Looking across the Roaring Fork Basin, soil moisture on Nov. 2, 2022, measured 70% of average for the higher elevations sites and 100% of average at lower elevations, according to a NOAA map using estimates of soil moisture based on temperature and precipitation values compared with 1981-2010 modeled soil-moisture values. That is wetter than in November 2020, when soil moisture was mostly between 50% and 70% of average.
When spring comes, snow starts melting out and soil saturates. It begins to dry out over the course of the spring, and only a major rain event can change soil moisture.
During the second half of May, the monitoring stations recorded 0.29 m3/m3 of water at an 8-inch depth at the Sky Mountain Park station, which is on par with last year’s 0.28 m3/m3 and the average of 0.29, and it measured 0.23 m3/m3 of water at Independence Pass, slightly down from 0.24 m3/m3 in 2021 and the 2016-20 average of 0.25 m3/m3. (Last year’s data wasn’t available for the Independence Pass station at time of writing.)
Summer rain storms impact fire risk and plant life cycles. They also influence how much has to be made up by late-fall precipitation going into winter.


Low-elevation sites provide a different window on soil moisture
Low-elevation sites don’t provide the same information about spring runoff as that provided by high-elevation sites, where snow persists all winter. Soil moisture in Glenwood Springs, for example, is much more influenced by storms, rain events and warm days.
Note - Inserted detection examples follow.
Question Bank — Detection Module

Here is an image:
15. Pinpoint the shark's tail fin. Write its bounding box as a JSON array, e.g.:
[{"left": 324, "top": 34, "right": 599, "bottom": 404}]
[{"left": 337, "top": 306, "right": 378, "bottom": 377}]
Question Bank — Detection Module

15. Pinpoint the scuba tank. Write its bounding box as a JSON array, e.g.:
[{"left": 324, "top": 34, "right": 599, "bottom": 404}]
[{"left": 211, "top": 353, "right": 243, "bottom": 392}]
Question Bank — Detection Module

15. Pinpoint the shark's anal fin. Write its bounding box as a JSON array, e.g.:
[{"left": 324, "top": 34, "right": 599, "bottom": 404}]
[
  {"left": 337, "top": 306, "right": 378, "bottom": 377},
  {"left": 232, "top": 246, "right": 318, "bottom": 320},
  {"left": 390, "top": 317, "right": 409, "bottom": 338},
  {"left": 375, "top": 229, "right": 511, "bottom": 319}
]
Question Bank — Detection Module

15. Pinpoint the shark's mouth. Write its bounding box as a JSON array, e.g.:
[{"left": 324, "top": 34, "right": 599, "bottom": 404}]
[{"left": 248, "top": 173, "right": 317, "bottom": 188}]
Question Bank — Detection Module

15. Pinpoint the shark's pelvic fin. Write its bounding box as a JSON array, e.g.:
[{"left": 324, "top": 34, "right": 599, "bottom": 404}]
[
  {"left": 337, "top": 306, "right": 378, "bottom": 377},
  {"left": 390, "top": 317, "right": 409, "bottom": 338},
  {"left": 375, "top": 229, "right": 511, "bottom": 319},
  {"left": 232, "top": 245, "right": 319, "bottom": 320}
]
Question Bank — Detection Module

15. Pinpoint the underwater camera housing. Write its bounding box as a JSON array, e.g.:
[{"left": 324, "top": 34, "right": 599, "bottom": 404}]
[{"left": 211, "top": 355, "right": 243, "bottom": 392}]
Low-elevation sites can tell us how hot and dry soils got in mid-summer or whether there were any early rainstorms or snowstorms in a given year.
Soil moisture data from Glenwood Springs indicates that soils weren’t as dry last summer as they were in 2021. That station also showed that soils were holding a monthly average of 0.15 cubic meters of water per cubic meter of soil in July 2022, up from 0.13 m3/m3 in July 2021 but down from 0.20 m3/m3 in July 2019 — the highest level of moisture recorded for the month of July in the 2016-22 period.
Osenga said soil moisture is a useful tool that helps researchers better understand specific sites and how plants may have been impacted in a given year. ACGI is also looking at precipitation, air and soil temperatures, and relative humidity to better understand mountain hydrology and ecology.
“Soil moisture does not operate in isolation,” said Tanya Petach, climate science fellow at ACGI, said.”[It’s] intimately involved in many parts of our water cycle.”
This story ran in the Glenwood Springs Post-Independent, The Aspen Times and Grand Junction Daily Sentinel.